My Tongue Tie Release Story (and Why It Matters for Endometriosis)
About six months ago, I had tongue tie surgery — a quick procedure I hoped would help my airway issues, jaw tension, and sleep. The full effects, even just weeks in, have been staggering. My upper neck, jaw, and shoulder tension have been reduced by about 80%. And these weren’t new issues — they’ve been with me for decades.
Honestly, the difference has been so profound I feel like I stepped into another body.

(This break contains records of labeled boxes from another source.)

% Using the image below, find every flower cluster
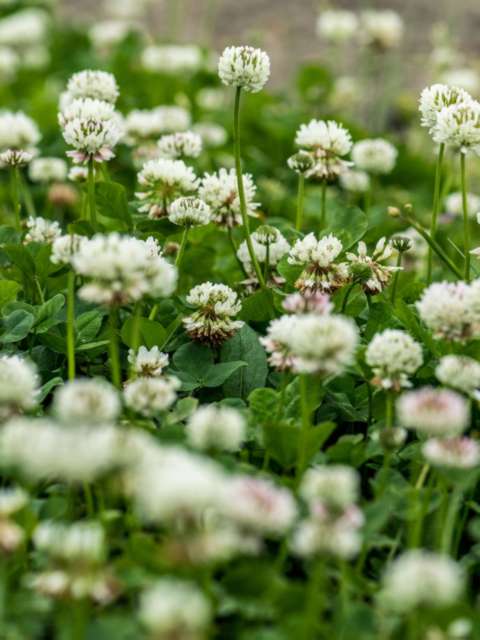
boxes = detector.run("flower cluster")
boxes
[183,282,243,345]
[72,233,177,305]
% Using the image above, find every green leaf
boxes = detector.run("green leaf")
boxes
[239,289,275,322]
[0,280,22,309]
[34,293,65,334]
[220,324,268,398]
[95,182,132,228]
[0,309,35,344]
[120,316,167,349]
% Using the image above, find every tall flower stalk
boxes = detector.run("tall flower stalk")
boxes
[460,153,470,282]
[427,144,445,284]
[233,87,265,289]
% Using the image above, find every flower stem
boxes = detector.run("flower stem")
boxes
[88,158,97,230]
[109,307,122,388]
[67,270,75,380]
[10,167,21,230]
[297,373,310,482]
[234,87,265,289]
[295,173,305,231]
[427,144,445,284]
[460,153,470,282]
[390,251,402,305]
[440,487,463,553]
[320,180,327,231]
[175,227,190,268]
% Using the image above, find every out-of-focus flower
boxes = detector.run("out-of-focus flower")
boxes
[397,387,470,437]
[365,329,423,391]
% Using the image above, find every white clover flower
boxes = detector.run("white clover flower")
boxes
[260,316,297,371]
[422,437,480,469]
[128,346,169,378]
[0,418,120,484]
[135,158,199,219]
[299,465,359,509]
[62,100,123,164]
[186,405,245,451]
[23,217,62,244]
[224,476,297,536]
[158,131,202,159]
[360,9,404,49]
[33,520,105,564]
[445,191,480,218]
[139,578,212,640]
[347,238,401,296]
[419,84,472,132]
[0,7,50,49]
[416,282,472,341]
[141,45,203,74]
[28,158,67,183]
[317,9,359,44]
[53,378,120,424]
[168,196,212,227]
[295,120,353,156]
[128,447,226,527]
[237,225,290,274]
[352,138,398,174]
[192,122,228,148]
[124,106,191,144]
[380,549,464,612]
[72,233,177,305]
[0,111,41,153]
[0,149,33,169]
[435,355,480,397]
[365,329,423,391]
[291,503,364,560]
[50,233,87,264]
[67,69,119,104]
[287,314,358,375]
[397,387,470,437]
[432,100,480,153]
[183,282,243,345]
[0,355,40,417]
[218,47,270,93]
[339,169,370,193]
[198,169,260,228]
[288,233,349,293]
[123,376,180,417]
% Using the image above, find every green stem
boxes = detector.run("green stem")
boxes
[295,173,305,231]
[301,559,325,640]
[440,487,463,553]
[427,144,445,284]
[88,158,97,230]
[460,153,470,282]
[10,167,21,230]
[340,282,357,313]
[297,373,310,482]
[390,251,402,305]
[406,216,464,278]
[233,87,265,289]
[175,227,190,269]
[67,271,75,380]
[320,180,327,231]
[109,307,122,389]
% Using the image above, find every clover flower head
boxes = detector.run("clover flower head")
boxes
[218,46,270,93]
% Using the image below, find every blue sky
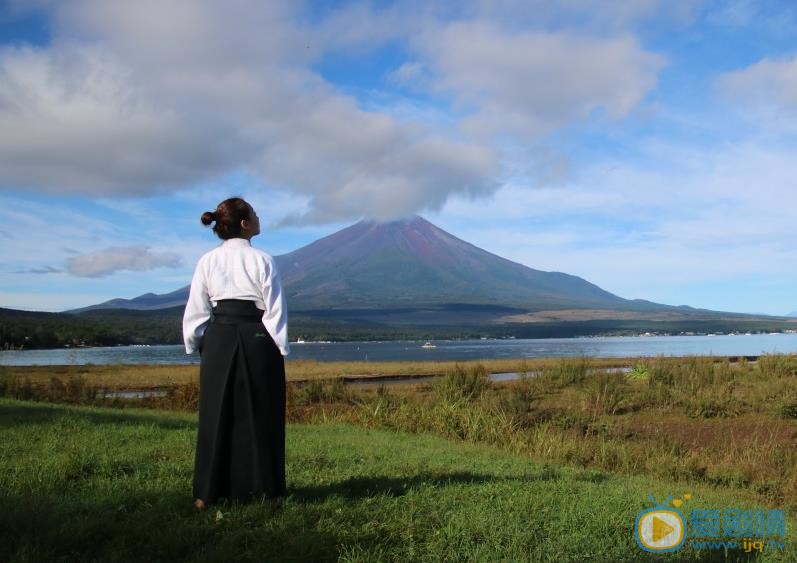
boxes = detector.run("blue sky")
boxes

That, combined with the number of questions I received on Instagram, made it clear I needed to share a full blog post — my story, what a tongue tie actually is, how it can affect adults, and why it ties back (literally and figuratively) to endometriosis and pelvic floor health.
What Is a Tongue Tie?
A tongue tie, or ankyloglossia, if you like a tongue-twister with your tongue-tie, is when the lingual frenulum (the strip of tissue under your tongue) is too short or tight, restricting tongue movement.
You can see just how much room I was able to gain from the tongue tie release surgery
We all have a frenulum. The issue is when it’s too restrictive and starts affecting things like sleep, posture, or even frozen shoulder, pelvic pain, or core dysfunction!
Most people hear about this condition in infants, especially when it interferes with breastfeeding. Many parents, often with the help of a lactation consultant, choose to release their baby’s tongue tie so the child can nurse effectively. But after those baby years? Tongue ties fall out of the conversation.
That doesn’t mean they’re gone. While up to 10% of babies may have a tongue tie, research suggests only 2% of older children and adults still meet the criteria【1】. That shows some ties naturally stretch or resolve with growth, eating, speaking, or speech therapy.
But for some of us, they persist — and can quietly cause a cascade of health problems.
How Can a Tongue Tie Affect Adults?
It sounds almost silly that a flap of tissue under the tongue could throw off your whole body. But because the muscles of the tongue are connected through fascia to the core muscles, pelvic floor, and even the spine, a restriction here can ripple outward.
Here are a few key ways tongue ties can drive chronic symptoms in adulthood (and why it matters if you have endometriosis):
1. Terrible Sleep Quality
If your tongue is glued to the floor of your mouth, it can’t rest on the roof where it belongs. This may sound bizarre, but correct posture for the tongue is on the palate — supporting airway space, nasal breathing, and even the shape of the jaw.
When the tongue can’t stay up, you’re likely a mouth breather. That often means snoring, sleep apnea, anxiety, exhaustion, and poor quality sleep — even if you’re in bed 10 hours.
For those of us with chronic illness, this matters deeply. Sleep is when your system restores balance, lowers inflammation, and repairs. Even one night of poor sleep spikes inflammatory markers. Add years of disrupted breathing patterns, and you have a recipe for fatigue, hormone imbalance, and worsening pain.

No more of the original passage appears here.